Now, asking LLMs to generate a summary using the given context.
consistent_arr_res_summary = []
less_consistent_arr_res_summary = []
messages = [
{"role": "system", "content": "You are a helpful assistant."},
{"role": "user", "content": f"summarize this text in 15 words: {text}"},
]
for i in range(50):
print(f"Story Version {i + 1}\n---")
consistent_res_summary = consistent_llm.invoke(input=messages)
less_consistent_res_summary = less_consistent_llm.invoke(input=messages)
less_consistent_arr_res_summary.append(less_consistent_res_summary.content)
consistent_arr_res_summary.append(consistent_res_summary.content)
print("---\n")
del consistent_res_summary
del less_consistent_res_summary
time.sleep(1)
Consistent dataframe 2
Observation in 50 generation with consistent LLM (with seed 42, max_token 50 and temperature 0) it has generated the below table. As you can see it is way more consistent. 46 time it has generated same output and 4 times the output is different but the main different in these two is of a single charecter.

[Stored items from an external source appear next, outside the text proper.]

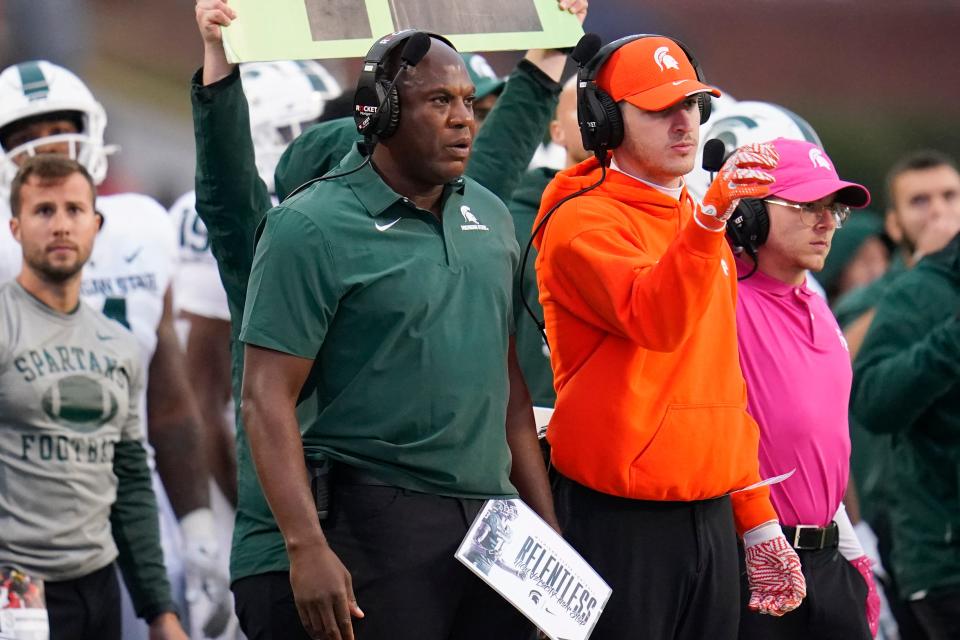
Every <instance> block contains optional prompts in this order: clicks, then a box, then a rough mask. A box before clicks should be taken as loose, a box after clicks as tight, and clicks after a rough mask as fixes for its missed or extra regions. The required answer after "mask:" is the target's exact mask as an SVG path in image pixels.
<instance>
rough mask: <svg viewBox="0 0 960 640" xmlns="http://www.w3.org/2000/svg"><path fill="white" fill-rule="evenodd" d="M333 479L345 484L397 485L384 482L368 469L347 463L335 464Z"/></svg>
mask: <svg viewBox="0 0 960 640" xmlns="http://www.w3.org/2000/svg"><path fill="white" fill-rule="evenodd" d="M333 481H334V482H335V483H337V482H340V483H343V484H361V485H366V486H370V487H396V486H397V485H395V484H393V483H391V482H384V481H383V480H381V479H380V478H378V477H377V476H375V475H373V474H372V473H371V472H369V471H367V470H366V469H360V468H358V467H351V466H350V465H346V464H334V465H333Z"/></svg>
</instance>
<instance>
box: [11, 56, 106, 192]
mask: <svg viewBox="0 0 960 640" xmlns="http://www.w3.org/2000/svg"><path fill="white" fill-rule="evenodd" d="M59 112H69V113H70V114H71V115H72V116H78V117H77V121H78V123H79V124H80V132H79V133H67V134H59V135H55V136H47V137H44V138H37V139H35V140H31V141H29V142H26V143H24V144H21V145H19V146H17V147H16V148H13V149H7V148H6V147H5V146H4V147H3V165H2V167H0V193H4V194H6V192H7V191H9V188H10V183H11V182H12V181H13V178H14V176H15V175H16V174H17V164H16V163H15V162H14V158H17V157H20V156H22V155H23V154H26V155H30V156H32V155H36V153H37V149H38V147H41V146H43V145H47V144H54V143H63V142H66V143H67V144H68V145H69V148H70V157H71V158H73V159H74V160H76V161H77V162H79V163H80V164H82V165H83V166H84V167H86V169H87V171H89V172H90V176H91V177H92V178H93V181H94V183H95V184H100V183H101V182H103V179H104V178H105V177H106V176H107V156H108V155H109V154H111V153H113V152H114V151H115V150H116V147H112V146H107V145H105V144H104V142H103V132H104V129H106V127H107V114H106V112H105V111H104V110H103V106H101V105H100V103H99V102H97V101H96V99H95V98H94V97H93V94H92V93H91V92H90V89H88V88H87V85H85V84H84V83H83V81H82V80H80V78H78V77H77V76H76V75H74V74H73V73H72V72H70V71H68V70H67V69H64V68H63V67H60V66H57V65H55V64H52V63H50V62H47V61H46V60H33V61H29V62H22V63H20V64H15V65H13V66H10V67H7V68H6V69H4V70H3V72H2V73H0V132H3V131H4V128H5V127H7V126H8V125H11V124H13V123H15V122H17V121H19V120H24V119H36V118H37V117H40V116H43V115H44V114H56V113H59ZM2 143H3V140H2V139H0V146H2Z"/></svg>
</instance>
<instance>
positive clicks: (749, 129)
mask: <svg viewBox="0 0 960 640" xmlns="http://www.w3.org/2000/svg"><path fill="white" fill-rule="evenodd" d="M714 138H717V139H719V140H721V141H722V142H723V144H724V147H726V154H729V153H730V152H731V151H733V150H734V149H736V148H737V147H742V146H743V145H745V144H752V143H754V142H769V141H770V140H773V139H775V138H788V139H791V140H806V141H807V142H812V143H814V144H815V145H817V146H818V147H821V148H822V147H823V144H822V143H821V142H820V137H819V136H818V135H817V132H816V131H814V130H813V127H811V126H810V124H809V123H808V122H807V121H806V120H804V119H803V118H801V117H800V116H798V115H797V114H795V113H794V112H793V111H790V110H789V109H787V108H785V107H781V106H779V105H775V104H772V103H769V102H756V101H752V100H744V101H742V102H736V103H734V104H730V105H726V106H724V107H723V108H722V109H720V110H719V112H716V111H715V112H714V115H712V116H711V117H710V120H709V121H708V122H707V123H706V124H704V125H703V126H701V127H700V146H699V148H698V149H697V159H696V161H695V164H694V168H693V171H692V172H690V173H689V174H687V176H686V178H685V180H686V182H687V188H688V189H689V190H690V193H692V194H693V196H694V197H696V198H697V199H698V200H700V199H702V198H703V195H704V194H705V193H706V192H707V188H708V187H709V186H710V174H709V173H708V172H706V171H704V170H703V166H702V163H703V145H704V144H706V142H707V140H712V139H714Z"/></svg>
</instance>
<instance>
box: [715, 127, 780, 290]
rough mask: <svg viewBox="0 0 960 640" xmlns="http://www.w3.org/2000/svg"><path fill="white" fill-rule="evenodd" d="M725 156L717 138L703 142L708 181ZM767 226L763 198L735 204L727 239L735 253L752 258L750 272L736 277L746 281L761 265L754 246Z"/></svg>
mask: <svg viewBox="0 0 960 640" xmlns="http://www.w3.org/2000/svg"><path fill="white" fill-rule="evenodd" d="M726 155H727V147H726V145H725V144H723V141H721V140H720V139H718V138H713V139H712V140H707V142H706V144H704V145H703V163H702V166H703V170H704V171H708V172H709V173H710V181H711V182H713V180H714V174H715V173H717V172H718V171H720V168H721V167H723V162H724V160H726ZM769 229H770V223H769V218H768V216H767V208H766V205H764V204H763V201H762V200H757V199H752V198H746V199H743V200H741V201H740V202H739V203H738V204H737V208H736V209H735V210H734V212H733V214H732V215H731V216H730V219H729V220H727V239H729V240H730V244H731V245H732V246H733V250H734V252H735V253H737V254H741V253H745V254H747V256H749V257H750V260H752V261H753V267H752V268H751V269H750V271H749V272H748V273H747V274H746V275H743V276H737V280H746V279H747V278H749V277H750V276H752V275H753V274H754V273H756V272H757V268H758V267H759V266H760V264H759V262H758V261H757V249H759V248H760V246H761V245H762V244H763V243H764V242H766V240H767V232H768V231H769Z"/></svg>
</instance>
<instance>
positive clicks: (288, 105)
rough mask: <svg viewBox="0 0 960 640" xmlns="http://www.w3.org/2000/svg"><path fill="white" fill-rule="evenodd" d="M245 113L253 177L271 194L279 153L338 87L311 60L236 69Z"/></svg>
mask: <svg viewBox="0 0 960 640" xmlns="http://www.w3.org/2000/svg"><path fill="white" fill-rule="evenodd" d="M240 77H241V81H242V82H243V91H244V94H245V95H246V97H247V104H248V106H249V109H250V135H251V138H252V140H253V148H254V154H255V156H256V164H257V173H259V174H260V178H261V179H262V180H263V181H264V182H265V183H266V185H267V188H268V190H269V191H270V192H271V193H272V192H273V191H274V181H273V174H274V172H275V171H276V168H277V163H278V162H279V161H280V156H282V155H283V152H284V150H285V149H286V148H287V145H289V144H290V143H291V142H292V141H293V140H294V139H295V138H296V137H297V136H299V135H300V134H301V133H302V132H303V131H304V130H305V129H307V128H308V127H310V126H311V125H312V124H314V123H316V122H317V120H318V119H319V118H320V116H321V115H323V109H324V106H325V105H326V102H327V101H328V100H332V99H333V98H336V97H337V96H339V95H340V94H341V93H342V90H341V88H340V85H339V84H338V83H337V81H336V79H335V78H334V77H333V76H332V75H330V73H329V72H328V71H327V70H326V69H324V68H323V67H322V66H321V65H320V64H318V63H316V62H313V61H304V60H297V61H281V62H253V63H247V64H243V65H241V66H240Z"/></svg>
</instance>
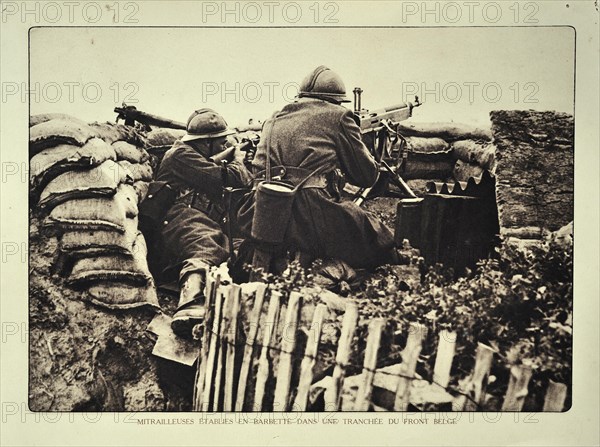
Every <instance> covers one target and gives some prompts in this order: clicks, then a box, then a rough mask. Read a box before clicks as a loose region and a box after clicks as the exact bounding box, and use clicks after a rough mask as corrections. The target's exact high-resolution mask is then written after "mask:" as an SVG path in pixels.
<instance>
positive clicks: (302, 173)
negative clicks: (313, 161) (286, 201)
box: [254, 166, 327, 189]
mask: <svg viewBox="0 0 600 447" xmlns="http://www.w3.org/2000/svg"><path fill="white" fill-rule="evenodd" d="M265 174H266V171H265V170H263V171H260V172H259V173H258V174H257V175H256V177H255V178H254V187H256V186H257V185H258V184H259V183H260V182H262V181H264V180H265V179H266V175H265ZM311 174H312V171H310V170H308V169H304V168H296V167H293V166H275V167H272V168H271V180H276V181H279V182H283V183H287V184H289V185H290V186H293V187H294V186H296V185H298V184H299V183H300V182H302V181H303V180H304V179H306V178H307V177H308V176H310V175H311ZM306 188H321V189H323V188H327V177H326V175H324V174H314V175H312V176H311V177H310V178H309V179H308V180H306V182H305V183H304V184H303V185H302V186H301V189H306Z"/></svg>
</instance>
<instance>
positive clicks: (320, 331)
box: [292, 304, 327, 411]
mask: <svg viewBox="0 0 600 447" xmlns="http://www.w3.org/2000/svg"><path fill="white" fill-rule="evenodd" d="M326 313H327V306H326V305H325V304H319V305H318V306H317V307H316V309H315V313H314V315H313V321H312V323H311V325H310V332H309V333H308V340H307V341H306V349H305V351H304V358H303V359H302V365H300V382H299V383H298V392H297V393H296V399H295V400H294V406H293V408H292V410H293V411H306V404H307V402H308V392H309V390H310V385H311V384H312V380H313V368H314V366H315V361H316V359H317V353H318V351H319V343H320V342H321V332H322V331H323V320H324V319H325V314H326Z"/></svg>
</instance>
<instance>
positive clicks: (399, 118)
mask: <svg viewBox="0 0 600 447" xmlns="http://www.w3.org/2000/svg"><path fill="white" fill-rule="evenodd" d="M420 105H421V103H420V102H419V100H418V98H417V101H416V102H415V103H411V102H407V103H400V104H396V105H393V106H389V107H384V108H382V109H377V110H373V111H364V110H363V111H361V112H360V114H359V118H360V130H361V132H362V133H366V132H371V131H372V130H375V129H377V128H378V127H381V126H382V121H383V120H389V121H392V122H399V121H404V120H407V119H408V118H410V117H411V116H412V110H413V108H414V107H418V106H420Z"/></svg>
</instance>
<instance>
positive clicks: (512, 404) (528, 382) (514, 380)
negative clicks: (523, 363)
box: [502, 365, 532, 411]
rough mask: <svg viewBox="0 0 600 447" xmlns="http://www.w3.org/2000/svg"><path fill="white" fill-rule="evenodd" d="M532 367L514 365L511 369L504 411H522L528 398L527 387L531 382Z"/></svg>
mask: <svg viewBox="0 0 600 447" xmlns="http://www.w3.org/2000/svg"><path fill="white" fill-rule="evenodd" d="M531 373H532V371H531V367H530V366H527V365H513V366H511V368H510V379H509V380H508V389H507V390H506V395H505V396H504V402H503V403H502V411H521V410H522V409H523V404H524V403H525V396H527V394H528V391H527V386H528V385H529V380H531Z"/></svg>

print(consistent_df_summary.value_counts().to_frame().to_markdown())
count | |
---|---|
(‘A short story is a brief, self-contained prose fiction, read in one sitting, evoking a mood.’,) | 46 |
(‘A short story is a brief, self-contained prose fiction, read in one sitting, evoking mood.’,) | 4 |
Less Consistent dataframe 2
Observation in 50 generation with inconsistent LLM it has generated the below table.
print(less_consistent_df_summary.value_counts().head(5).to_frame().to_markdown())
count | |
---|---|
(‘A short story is a brief piece of prose fiction read in a single sitting.’,) | 1 |
(‘A short story is a concise prose narrative, focusing on a single effect or mood.’,) | 1 |
(‘A short story is a brief, self-contained prose fiction focusing on a single effect or mood.’,) | 1 |
(‘A short story is a brief, self-contained prose fiction focusing on a single incident or mood.’,) | 1 |
(‘A short story is a brief, self-contained prose fiction read in one sitting, evoking a single effect.’,) | 1 |
Again this is a sample of head 5. But as you can see that all the 50 generations are unique and different from one another.